# washer dryer wif english display/instructions



## watchman

hi there, i have applied to get a place in kachidoki and it comes without washer/dryer and fridge and i m looking to buy these other than the usual lights and curtains etc. 

the fridge i think isnt an issue as u plug it in and thats about it. 

the washer dryer though that i have seen in yodabashi has all its display and instructions in Japanese. would anyone know where i can get a washer dryer combo with english instructions in Japan or are there other alternatives? 

thanks.


----------



## larabell

Write down the model numbers of the ones you like and try to Google them. Sometimes if the same model is sold elsewhere (like in the States, for example), the manufacturers will already have English manuals online for download.
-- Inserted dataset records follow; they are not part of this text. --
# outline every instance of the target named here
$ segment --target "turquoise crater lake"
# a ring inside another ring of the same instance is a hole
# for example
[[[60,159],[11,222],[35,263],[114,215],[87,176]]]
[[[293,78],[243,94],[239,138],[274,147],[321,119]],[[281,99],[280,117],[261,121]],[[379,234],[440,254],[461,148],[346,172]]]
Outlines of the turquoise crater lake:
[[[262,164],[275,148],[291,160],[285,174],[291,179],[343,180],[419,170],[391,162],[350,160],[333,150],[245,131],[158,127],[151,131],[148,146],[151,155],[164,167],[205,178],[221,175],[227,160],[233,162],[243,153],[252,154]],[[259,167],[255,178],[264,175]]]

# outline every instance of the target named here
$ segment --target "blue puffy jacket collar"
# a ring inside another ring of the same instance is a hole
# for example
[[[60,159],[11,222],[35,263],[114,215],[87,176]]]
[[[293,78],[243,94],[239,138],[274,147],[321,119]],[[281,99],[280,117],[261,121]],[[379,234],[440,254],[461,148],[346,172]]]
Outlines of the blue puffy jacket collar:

Alternately, you could seek out the manufacturer's representative in Yodobashi and tell him you're interested in buying but only if the device comes with an English manual.


----------



## watchman

larabell said:


> Write down the model numbers of the ones you like and try to Google them. Sometimes if the same model is sold elsewhere (like in the States, for example), the manufacturers will already have English manuals online for download. Alternately, you could seek out the manufacturer's representative in Yodobashi and tell him you're interested in buying but only if the device comes with an English manual.


great advice. thanks Larabell


----------



## Lila87

Try to look up the models you're interested in at Washer Dryer Combo Reviews, Ratings and Articles. They have a lot of information, install instructions, etc. and also some really nice reviews. We bought a washer dryer two months back, so far so good.


----------



## lorgnette

the washer dryer though that i have seen in yodabashi has all its display and instructions in Japanese. would anyone know where i can get a washer dryer combo with english instructions in Japan or are there other alternatives? 

Alternative options
1: get almost new electric appliances from craig's list or Kijiji sites, and the expatriate seller (usually 1 -2 year assignments) will advise functions in detail in English. Many expatriate will recommend local, small delivery agents, and the appliance arrives at your doorstep within 24-36 hours. 
2. Snap an image of the panel on different models, and have a local student translate the functions to achieve your customised wash. 
3. Most heavy duty models have simplified instructions esp a digital version. (Our landlady drew a chart with the buttons and its translation) we had no issues with its operations.


----------



## Rube

Just press the buttons till you remember them. There aren't that many options.


----------